CPN Cultural Heritage Center Director Kelli Mosteller also encouraged everyone to think about the history behind their costume choices.
“We still live with the results of colonialism and the wars that were fought. We still live with the results of removals and all of the things that happen to our communities,” Mosteller said. “To [dress up] for the sake of your own entertainment is not okay.”
By definition, appropriation reduces a group of minorities to a stereotype that does not accurately represent its history, culture or modernity. There are more than 500 tribes across the nation, but most commonly, costumes pull from Plains tribes’ culture.
Headdresses are an example of items used beyond their cultural context.
“There are stories of people who have headdresses in which every single feather was gifted as a result of an act of honor or an act of battle and pieced together to then be gifted to this person,” Zientek said.
She equated donning a fake headdress on Halloween to pinning on a fake Purple Heart simply for fashion.
Dressing as a Native American for Halloween often includes wearing a headdress as well as buckskin with fringe — which is significantly different than what Potawatomi people in the north would have worn.
“Not all tribes wore each of those things.
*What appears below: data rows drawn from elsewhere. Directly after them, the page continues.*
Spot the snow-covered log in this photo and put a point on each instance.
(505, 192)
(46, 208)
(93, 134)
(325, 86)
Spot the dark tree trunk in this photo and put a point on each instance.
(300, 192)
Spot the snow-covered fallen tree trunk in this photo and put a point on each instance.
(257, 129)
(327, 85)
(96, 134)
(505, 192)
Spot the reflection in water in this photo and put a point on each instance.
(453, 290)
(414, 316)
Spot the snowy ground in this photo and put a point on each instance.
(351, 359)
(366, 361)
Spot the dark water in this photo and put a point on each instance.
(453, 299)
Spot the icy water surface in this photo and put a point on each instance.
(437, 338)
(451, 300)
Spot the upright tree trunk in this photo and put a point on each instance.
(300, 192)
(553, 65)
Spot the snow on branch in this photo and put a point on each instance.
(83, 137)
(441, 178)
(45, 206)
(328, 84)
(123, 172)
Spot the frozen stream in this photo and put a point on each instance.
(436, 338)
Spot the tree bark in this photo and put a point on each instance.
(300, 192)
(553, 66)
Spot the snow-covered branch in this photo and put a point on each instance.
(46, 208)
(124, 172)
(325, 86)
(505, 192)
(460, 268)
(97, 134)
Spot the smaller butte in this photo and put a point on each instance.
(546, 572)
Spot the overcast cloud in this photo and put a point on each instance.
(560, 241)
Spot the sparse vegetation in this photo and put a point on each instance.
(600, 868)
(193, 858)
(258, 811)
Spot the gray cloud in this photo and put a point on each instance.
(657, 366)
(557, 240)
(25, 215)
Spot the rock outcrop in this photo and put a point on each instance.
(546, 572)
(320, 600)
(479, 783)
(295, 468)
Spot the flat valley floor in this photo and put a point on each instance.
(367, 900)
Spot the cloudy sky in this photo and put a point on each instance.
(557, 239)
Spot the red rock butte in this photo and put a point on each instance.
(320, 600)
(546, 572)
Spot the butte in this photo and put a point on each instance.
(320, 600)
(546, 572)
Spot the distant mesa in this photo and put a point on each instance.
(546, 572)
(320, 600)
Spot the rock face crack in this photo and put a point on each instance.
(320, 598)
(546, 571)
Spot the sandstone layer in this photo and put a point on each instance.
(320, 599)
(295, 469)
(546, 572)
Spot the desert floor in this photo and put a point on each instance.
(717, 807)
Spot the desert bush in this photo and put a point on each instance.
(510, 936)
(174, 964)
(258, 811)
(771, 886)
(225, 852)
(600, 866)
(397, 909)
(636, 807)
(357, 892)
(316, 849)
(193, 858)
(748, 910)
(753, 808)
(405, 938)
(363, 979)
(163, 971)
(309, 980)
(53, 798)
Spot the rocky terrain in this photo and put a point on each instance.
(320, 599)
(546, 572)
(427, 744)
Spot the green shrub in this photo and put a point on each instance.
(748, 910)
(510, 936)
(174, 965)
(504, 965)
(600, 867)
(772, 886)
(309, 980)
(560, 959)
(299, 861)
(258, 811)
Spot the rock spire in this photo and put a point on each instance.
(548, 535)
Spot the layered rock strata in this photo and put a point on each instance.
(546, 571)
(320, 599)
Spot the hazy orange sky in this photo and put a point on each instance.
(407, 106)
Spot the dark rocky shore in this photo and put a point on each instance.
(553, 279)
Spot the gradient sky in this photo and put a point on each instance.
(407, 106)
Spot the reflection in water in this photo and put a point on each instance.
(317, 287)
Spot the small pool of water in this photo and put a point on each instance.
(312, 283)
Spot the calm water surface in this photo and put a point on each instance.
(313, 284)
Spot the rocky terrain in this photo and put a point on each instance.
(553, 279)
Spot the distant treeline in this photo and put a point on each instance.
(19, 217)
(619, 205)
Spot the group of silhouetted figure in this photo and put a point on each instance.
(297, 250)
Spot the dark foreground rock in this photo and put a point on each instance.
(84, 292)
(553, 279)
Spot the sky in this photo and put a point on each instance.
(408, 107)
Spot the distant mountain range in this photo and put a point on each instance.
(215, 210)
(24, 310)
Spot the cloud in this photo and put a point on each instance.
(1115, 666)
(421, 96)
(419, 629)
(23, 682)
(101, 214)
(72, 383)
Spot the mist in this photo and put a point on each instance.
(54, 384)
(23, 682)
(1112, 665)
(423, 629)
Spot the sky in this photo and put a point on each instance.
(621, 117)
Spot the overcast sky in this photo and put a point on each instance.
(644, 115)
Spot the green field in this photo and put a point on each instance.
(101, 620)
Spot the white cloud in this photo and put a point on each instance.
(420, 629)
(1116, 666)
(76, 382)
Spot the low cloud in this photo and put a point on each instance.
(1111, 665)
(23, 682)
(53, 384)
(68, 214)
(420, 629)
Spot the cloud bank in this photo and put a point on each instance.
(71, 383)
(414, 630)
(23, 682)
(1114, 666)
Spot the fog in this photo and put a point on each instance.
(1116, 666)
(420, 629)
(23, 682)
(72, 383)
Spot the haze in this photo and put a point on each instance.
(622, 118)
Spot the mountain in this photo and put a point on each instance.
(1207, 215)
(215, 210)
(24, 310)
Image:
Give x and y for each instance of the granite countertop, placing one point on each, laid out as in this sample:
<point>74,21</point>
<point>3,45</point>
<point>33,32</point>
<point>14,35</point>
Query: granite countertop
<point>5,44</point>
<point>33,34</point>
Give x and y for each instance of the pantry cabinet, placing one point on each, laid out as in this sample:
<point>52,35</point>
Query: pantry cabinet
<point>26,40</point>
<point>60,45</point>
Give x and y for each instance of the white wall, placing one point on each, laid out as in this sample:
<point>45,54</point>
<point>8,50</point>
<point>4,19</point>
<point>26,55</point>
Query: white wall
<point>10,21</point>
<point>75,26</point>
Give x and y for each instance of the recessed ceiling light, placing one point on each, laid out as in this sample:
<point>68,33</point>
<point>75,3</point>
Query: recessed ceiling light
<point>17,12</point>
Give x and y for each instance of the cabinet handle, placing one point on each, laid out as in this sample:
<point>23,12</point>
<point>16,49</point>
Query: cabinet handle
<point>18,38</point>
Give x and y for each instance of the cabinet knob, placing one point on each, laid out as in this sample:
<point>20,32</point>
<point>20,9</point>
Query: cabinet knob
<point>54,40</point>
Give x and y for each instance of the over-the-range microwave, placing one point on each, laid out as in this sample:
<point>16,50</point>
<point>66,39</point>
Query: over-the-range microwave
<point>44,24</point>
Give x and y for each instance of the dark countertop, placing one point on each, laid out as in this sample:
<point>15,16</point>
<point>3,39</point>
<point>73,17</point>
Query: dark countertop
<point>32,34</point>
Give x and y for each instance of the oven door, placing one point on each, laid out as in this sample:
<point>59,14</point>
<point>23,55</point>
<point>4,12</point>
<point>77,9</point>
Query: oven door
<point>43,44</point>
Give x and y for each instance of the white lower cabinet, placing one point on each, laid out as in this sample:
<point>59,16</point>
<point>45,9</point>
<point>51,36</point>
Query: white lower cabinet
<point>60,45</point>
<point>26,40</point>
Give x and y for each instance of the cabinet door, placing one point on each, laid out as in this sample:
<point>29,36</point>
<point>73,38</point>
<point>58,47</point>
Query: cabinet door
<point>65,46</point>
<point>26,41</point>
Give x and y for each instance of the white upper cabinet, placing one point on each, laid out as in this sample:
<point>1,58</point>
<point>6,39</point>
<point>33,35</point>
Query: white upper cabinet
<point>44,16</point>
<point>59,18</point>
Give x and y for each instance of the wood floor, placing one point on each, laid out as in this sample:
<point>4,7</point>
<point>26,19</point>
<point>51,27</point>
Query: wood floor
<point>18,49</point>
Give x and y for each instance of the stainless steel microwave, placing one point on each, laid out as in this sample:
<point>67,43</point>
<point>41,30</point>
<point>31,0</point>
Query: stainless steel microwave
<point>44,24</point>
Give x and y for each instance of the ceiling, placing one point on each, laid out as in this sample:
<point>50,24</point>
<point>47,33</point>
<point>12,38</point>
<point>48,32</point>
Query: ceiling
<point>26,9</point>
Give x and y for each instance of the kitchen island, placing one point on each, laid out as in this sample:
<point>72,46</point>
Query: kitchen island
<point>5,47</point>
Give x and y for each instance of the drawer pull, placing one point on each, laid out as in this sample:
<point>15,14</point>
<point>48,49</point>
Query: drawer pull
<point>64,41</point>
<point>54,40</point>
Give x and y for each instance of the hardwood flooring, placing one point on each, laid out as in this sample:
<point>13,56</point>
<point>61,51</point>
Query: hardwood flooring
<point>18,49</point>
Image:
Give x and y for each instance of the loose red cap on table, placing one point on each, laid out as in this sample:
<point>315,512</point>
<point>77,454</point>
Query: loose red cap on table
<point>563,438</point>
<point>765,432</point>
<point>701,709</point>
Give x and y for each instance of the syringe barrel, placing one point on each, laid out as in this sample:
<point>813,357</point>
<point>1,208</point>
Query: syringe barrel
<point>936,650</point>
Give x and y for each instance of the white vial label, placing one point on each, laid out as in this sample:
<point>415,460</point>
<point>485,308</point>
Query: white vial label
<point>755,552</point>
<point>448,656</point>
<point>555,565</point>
Even across tribes, the things that they do share might have been for different reasons or different purposes,” Zientek said. “So when I see somebody wearing a Native American costume that is somehow supposed to signify all Native Americans, it makes me sad that they don’t have the education necessary to understand that you can’t portray all Native Americans in one single costume.”
Stephanie Fryberg is an associate professor of psychology and American Indian Studies at the University of Washington in Seattle. In 2008, Fryberg published her four-part study, “The Psychological Consequences of American Indian Mascots,” in Basic and Applied Social Psychology.
Fryberg’s research focused on the effects of stereotypical representations of Native Americans in pop culture and sports and their impact on Native American high school and college students. She found that, while the representations may foster “positive associations,” students experienced “depressed state self-esteem and community worth, and fewer achievement-related possible selves” after seeing the images.
Zientek believes these negative stereotypes reinforce the fallacy that Native Americans only exist in the past.
“That can deprive them of a piece of their identity that is their right,” she said. “I wish people would understand that misrepresentation or cultural appropriation is more than political correctness.”
The systemic stripping down of tribal traditions combined with the Hollywood image of Native Americans can cultivate a warped picture of modern Potawatomi.
“Why are you not dressed up like a tribal leader now? Why are you not wearing a suit and tie? Do Indians not wear suits and ties?” Mosteller asked. “When kids — little Native boys and girls — see what you are doing, it impacts the way they see themselves. It impacts the way their classmates see them.”
Zientek suggested talking to Native people about their culture, buying goods created by Native Americans or learning a Native craft as an alternative to buying mass-produced costumes this Halloween.
As for Mosteller’s advice on dressing up as a Native American to go to a party or trick or treating: “Just don’t do it.”